Sugar tax aims to combat rampant obesity, diabetes

BY APD NEWSJul 18,2019 at 12:27

Teh tarik or pulled tea is a Malaysian staple. A concoction containing lashings of sweetened condensed milk as well as evaporated milk, it is definitely not what the doctor or dietician ordered. The first words of Malay I taught myself on moving here were “kurang manis” – less sweet, please.

But I never really noticed the scale of Malaysia’s problems until I was assigned to do a story on a fitness program to help the police force fight the flab. As I went out in the streets to shoot supporting footage, I began to notice overweight, and all too often, morbidly obese men and women of all races at every turn.

The statistics are damning. Studies suggest Malaysians are the most overweight people in ASEAN, with nearly half this once-lean population now overweight or obese. At nearly 18 percent, the obesity level has increased more than 300 percent in just two decades. And it is having devastating consequences on people’s health.

Some eight percent of adult Malaysians have diabetes, the joint-highest level in Asia. Obesity also contributes to cardiovascular disease, stroke, and other serious conditions.

The government knows it has to act. So starting July 1, sweetened beverages containing above a specified level of sugar are hit with a tax of 10 cents per liter. It’s the importers and manufacturers, not consumers, who are taxed and can either absorb the duty or pass it on to consumers.

Azrul Khalib heads the Galen Center for Health and Social Policy in Kuala Lumpur. He calls the new tax “a timely and innovative approach.

“What we are trying to change is behavior and behavior is incredibly hard to change.

“So with this tax targeting beverages that are sweetened and manufactured, it is something of an incentive for manufacturers to consciously reduce the levels of sugar within their individual products rather than depend on consumers themselves reducing their sugar intake, which is unreliable and does not produce the kind of outcomes that we would want to see in addressing this crisis that we have in Malaysia.”

Already some major manufacturers like Nestle have said that they will work toward reformulating their beverages to bring them below the government’s specified sugar threshold and thereby avoid the tax.

Malaysia’s health minister Dr. Dzulkefly Ahmad told me the new tax is part of a two-pronged approach.

“As well we go on a roadshow, a massive campaign to educate on why to avoid sugary drinks in light of overweight and obesity and that is the way forward for us. We are going to tackle both the supply side and as well as from the consumer demand side.”

For my earlier story, I visited the police headquarters to see a pilot project called "Trim n Fit." Some three dozen officers were working out in a gym under the supervision of fitness trainers and getting counseling from nutritionists.

Commissioner of the Royal Malaysian Police at the time, Zulkifli Adbullah, told me, “As an enforcement body, we are expected to be fit in executing our role and function. So we expect our policemen to be able to do sprinting a little bit when they want to make an arrest, and then we expect them to climb a fence.”

But the excess weight was also contributing to other problems on the force. “The number of days that our officers are taking sick leave is increasing, so it causes a problem for the productivity and also at the same time for the government,” Zulkifli said.

The vast majority of sweetened drinks Malaysians consume are produced on-site and therefore not subject to the tax. Aside from the traditional teh tarik, the popularity of so-called bubble teas, which have extremely high sugar content, has exploded here.

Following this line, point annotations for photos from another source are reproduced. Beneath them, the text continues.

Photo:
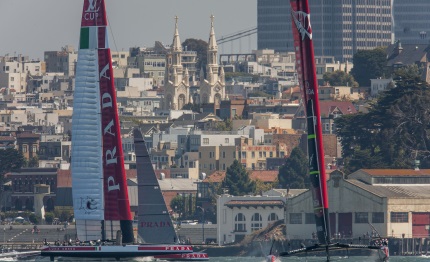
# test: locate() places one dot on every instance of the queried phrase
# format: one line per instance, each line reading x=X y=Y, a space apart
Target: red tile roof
x=254 y=203
x=397 y=172
x=215 y=177
x=64 y=178
x=267 y=176
x=345 y=107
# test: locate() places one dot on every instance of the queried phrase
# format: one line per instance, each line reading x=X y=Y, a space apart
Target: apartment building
x=411 y=21
x=61 y=61
x=340 y=28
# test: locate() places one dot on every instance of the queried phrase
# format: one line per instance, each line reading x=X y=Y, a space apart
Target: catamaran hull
x=116 y=252
x=197 y=256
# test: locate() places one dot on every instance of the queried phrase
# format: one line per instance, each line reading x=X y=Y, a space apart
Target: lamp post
x=203 y=224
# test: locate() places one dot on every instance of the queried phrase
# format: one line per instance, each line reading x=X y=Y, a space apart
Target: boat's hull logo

So a tax on manufactured sugary beverages is hardly a panacea in the battle against the bulge. But it’s a sound start, health police specialist Azrul says.

“Malaysia’s approach, which is at the manufacturing level, will see gains that will be much more noticeable in the long run rather than in the near term. So this is a really good approach to address this in a very sustainable and long-term manner.”

And to try to reverse a trend that is placing an enormous burden on Malaysians’ health and weighing down the country’s healthcare system.